Nikiko Masumoto offers a lovely essay on the idea of family farmer as performance artist. Given her dual background in a family of family farmers, and her education in gender studies and ‘performance as public practice,’ she seems uniquely suited to the comparison. She suggests that farming can be a performance, according to Elin Diamond’s definition of performance as ”embodied acts, in specific sites, witnessed by others… [and] …a thing done, the completed event.”
Farming produces something essential to the human experience — food — but also requires a full range of senses and sensibilities. To Masumoto, ”Picking grapes is an example of embodied farm knowledge, a dance in the fields; we pick by memory, observation, rhythm, desire.”

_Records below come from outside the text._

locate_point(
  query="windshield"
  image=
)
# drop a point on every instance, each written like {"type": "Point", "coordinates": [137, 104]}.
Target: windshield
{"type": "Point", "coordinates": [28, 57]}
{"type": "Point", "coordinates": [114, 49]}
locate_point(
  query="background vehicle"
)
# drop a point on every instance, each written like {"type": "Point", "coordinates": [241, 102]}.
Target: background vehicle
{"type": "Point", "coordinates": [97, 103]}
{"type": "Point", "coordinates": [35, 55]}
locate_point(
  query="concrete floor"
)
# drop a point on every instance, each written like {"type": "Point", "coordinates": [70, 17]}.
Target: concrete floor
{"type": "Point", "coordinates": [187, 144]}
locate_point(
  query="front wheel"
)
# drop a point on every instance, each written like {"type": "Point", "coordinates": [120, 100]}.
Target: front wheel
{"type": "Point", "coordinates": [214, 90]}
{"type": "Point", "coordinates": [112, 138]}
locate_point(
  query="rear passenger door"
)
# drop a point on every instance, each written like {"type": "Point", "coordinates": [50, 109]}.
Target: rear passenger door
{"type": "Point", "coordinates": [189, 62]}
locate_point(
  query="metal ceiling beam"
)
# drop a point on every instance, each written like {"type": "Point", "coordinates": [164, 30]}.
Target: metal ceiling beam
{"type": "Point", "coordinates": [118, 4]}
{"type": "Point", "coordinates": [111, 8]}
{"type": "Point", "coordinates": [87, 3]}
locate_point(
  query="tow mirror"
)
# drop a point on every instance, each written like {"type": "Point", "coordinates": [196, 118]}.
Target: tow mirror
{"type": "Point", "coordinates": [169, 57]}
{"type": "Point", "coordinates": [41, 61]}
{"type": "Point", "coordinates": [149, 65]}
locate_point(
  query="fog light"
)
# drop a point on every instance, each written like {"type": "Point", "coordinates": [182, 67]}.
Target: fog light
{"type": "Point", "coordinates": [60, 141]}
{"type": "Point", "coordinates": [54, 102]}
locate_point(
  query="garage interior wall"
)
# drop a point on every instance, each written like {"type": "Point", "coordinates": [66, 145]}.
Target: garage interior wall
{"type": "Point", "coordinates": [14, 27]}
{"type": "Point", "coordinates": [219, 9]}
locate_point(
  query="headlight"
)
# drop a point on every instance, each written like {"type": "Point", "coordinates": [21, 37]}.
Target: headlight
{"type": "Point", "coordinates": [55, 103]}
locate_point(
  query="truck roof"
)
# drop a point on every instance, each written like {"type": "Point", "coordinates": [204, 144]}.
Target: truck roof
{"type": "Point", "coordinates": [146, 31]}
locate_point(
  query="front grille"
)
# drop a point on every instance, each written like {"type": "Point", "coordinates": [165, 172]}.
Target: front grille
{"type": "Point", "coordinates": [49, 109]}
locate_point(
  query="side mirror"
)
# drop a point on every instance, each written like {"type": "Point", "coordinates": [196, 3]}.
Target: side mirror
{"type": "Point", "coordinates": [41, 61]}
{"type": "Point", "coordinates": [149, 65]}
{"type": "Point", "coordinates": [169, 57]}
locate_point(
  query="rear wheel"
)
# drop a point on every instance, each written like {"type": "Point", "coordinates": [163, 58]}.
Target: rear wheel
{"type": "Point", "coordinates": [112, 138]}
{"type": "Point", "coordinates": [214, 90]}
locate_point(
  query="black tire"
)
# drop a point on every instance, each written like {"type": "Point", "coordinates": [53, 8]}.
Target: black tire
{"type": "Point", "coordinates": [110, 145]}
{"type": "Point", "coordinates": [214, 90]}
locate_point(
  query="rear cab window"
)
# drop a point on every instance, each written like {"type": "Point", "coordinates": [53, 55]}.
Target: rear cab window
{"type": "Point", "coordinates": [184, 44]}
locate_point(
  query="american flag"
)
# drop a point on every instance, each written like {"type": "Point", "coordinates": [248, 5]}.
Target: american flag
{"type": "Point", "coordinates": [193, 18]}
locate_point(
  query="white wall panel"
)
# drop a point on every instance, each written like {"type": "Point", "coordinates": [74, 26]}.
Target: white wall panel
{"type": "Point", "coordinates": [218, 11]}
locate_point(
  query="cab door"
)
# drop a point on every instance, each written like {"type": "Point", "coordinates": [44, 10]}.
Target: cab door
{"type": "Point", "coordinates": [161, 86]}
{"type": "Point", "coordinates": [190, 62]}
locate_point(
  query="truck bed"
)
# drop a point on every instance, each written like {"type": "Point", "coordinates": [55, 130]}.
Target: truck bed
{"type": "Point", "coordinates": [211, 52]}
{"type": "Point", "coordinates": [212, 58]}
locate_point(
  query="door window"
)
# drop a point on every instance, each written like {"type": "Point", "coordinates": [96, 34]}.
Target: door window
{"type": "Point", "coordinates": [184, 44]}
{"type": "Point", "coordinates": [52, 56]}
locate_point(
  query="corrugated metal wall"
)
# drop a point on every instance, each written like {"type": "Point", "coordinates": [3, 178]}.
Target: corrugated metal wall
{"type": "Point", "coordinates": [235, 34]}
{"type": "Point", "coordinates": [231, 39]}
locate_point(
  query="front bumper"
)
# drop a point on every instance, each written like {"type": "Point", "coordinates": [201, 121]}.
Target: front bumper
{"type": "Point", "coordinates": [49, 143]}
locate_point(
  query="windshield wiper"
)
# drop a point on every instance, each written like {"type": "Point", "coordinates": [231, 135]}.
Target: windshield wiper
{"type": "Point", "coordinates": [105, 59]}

And when considered as artistic practice, or creative performance, farming evokes the deep relationship between farmer and land, and the farmer’s work to the experience of the (literal) consumer. Says Masumoto:
What we create on our farm is far more than ”product”—as we grow organic peaches, grapes, and nectarines, we worry about the embodied experiences of our will-be eaters. Our audience is always in our consciousness. We strive to grow nutritious food through ethical and sustainable methods that also result in pleasure. The moment of contact may not be visible—eaters rarely witness farm labor—yet the connection is there. Our daily performances on the farm result in an intimate audience experience: we can think of eating as embodied witnessing, albeit often nameless and unconscious. What we grow, what my hands cradle from the vine, becomes part of someone’s body.
There’s something intriguing about producing work that nourishes the body, both in partnership and in opposition to the forces surrounding you (weather, weeds, water, and such). Both for the artist and the farmer, the resulting work is both back-breaking and beautiful, and, in turns, more of the former than the latter.
David says
A very unique way to look at farming. Thanks for sharing.